Puis, il fait enregistrer « La Voix humaine » de Jean Cocteau par Simone Signoret. Les comédiens suivants se nomment Pierre Brasseur et Michel Simon. Alors qu’il permet à Cora Vaucaire de poursuivre sa carrière discographique, il découvre de jeunes talents prometteurs qui ont pour nom Jacques Higelin, Brigitte Fontaine et, plus tard, Bruno Brel.
Il crée aussi les premières anthologies consacrées aux grands poètes de la chanson française : Boris Vian et Jacques Prévert notamment.
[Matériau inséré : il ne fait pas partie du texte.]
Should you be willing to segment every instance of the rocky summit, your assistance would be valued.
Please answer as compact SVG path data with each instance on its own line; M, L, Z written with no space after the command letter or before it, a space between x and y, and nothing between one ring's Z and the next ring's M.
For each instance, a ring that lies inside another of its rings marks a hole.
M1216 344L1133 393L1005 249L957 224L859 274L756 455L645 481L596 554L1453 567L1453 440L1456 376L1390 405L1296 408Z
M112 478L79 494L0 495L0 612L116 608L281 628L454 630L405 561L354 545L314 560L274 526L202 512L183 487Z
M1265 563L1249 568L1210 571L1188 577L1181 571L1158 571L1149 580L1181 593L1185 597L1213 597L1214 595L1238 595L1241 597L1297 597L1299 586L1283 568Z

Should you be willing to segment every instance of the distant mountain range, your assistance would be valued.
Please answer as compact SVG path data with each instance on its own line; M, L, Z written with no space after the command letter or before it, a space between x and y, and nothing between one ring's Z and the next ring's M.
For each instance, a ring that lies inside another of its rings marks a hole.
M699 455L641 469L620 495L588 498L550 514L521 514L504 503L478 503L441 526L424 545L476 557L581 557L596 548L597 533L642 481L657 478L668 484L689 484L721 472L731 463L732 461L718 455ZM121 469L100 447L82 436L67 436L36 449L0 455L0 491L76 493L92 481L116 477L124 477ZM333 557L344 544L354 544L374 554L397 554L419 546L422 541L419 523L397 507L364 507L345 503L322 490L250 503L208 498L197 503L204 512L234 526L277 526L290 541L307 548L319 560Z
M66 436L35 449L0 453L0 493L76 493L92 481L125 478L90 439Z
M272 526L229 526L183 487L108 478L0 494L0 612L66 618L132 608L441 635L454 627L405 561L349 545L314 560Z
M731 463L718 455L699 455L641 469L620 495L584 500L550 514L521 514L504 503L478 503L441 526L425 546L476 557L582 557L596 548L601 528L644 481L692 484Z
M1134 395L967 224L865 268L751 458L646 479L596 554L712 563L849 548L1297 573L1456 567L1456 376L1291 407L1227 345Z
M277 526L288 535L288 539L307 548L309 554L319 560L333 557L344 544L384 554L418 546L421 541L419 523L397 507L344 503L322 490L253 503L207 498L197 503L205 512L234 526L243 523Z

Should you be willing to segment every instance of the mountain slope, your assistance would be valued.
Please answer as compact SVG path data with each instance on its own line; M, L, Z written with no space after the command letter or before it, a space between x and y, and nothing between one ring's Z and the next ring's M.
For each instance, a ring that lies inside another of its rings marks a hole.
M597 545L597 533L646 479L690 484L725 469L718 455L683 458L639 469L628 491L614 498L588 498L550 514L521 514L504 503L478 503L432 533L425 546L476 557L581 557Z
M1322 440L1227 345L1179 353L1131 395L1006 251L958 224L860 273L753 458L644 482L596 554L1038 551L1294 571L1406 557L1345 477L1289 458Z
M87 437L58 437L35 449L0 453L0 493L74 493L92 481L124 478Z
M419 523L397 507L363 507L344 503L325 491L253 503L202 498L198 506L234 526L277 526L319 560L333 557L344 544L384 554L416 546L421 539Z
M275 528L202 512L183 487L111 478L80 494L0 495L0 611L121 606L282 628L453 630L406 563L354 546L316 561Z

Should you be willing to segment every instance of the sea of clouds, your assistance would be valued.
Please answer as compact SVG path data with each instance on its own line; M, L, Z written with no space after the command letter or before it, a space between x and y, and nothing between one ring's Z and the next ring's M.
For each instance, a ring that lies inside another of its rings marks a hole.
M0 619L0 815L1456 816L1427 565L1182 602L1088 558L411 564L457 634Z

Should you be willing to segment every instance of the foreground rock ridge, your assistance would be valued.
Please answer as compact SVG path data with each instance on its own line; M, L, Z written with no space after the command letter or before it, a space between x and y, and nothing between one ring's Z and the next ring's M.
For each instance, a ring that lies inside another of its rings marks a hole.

Mais, privé des moyens auxquels il avait jadis accès, Jacques Canetti ne retrouvera jamais le joli temps des années 1950 et, en conséquence, il devra aussi abonner le théâtre des Trois Baudets en 1967. En 1978, il écrit ses mémoires : « Cherche jeune homme aimant la musique ». Douze ans plus tard, il produit « Zazie dans le métro », dans une adaptation d’Évelyne Levasseur qu’elle interprète avec Claude Piéplu pour la collection « Le livre qui parle ». En 1997, à presque 88 ans, il quitte le métier. Deux de ses trois enfants, Bernard et Françoise Canetti, reprennent alors les Productions Jacques Canetti dont le catalogue patrimonial est impressionnant. Sa retraite est de courte durée puisque, le 7 juin 1997, Jacques Canetti meurt à Suresnes (Hauts-de-Seine). Il est inhumé dans la 94e division du cimetière parisien du Père Lachaise.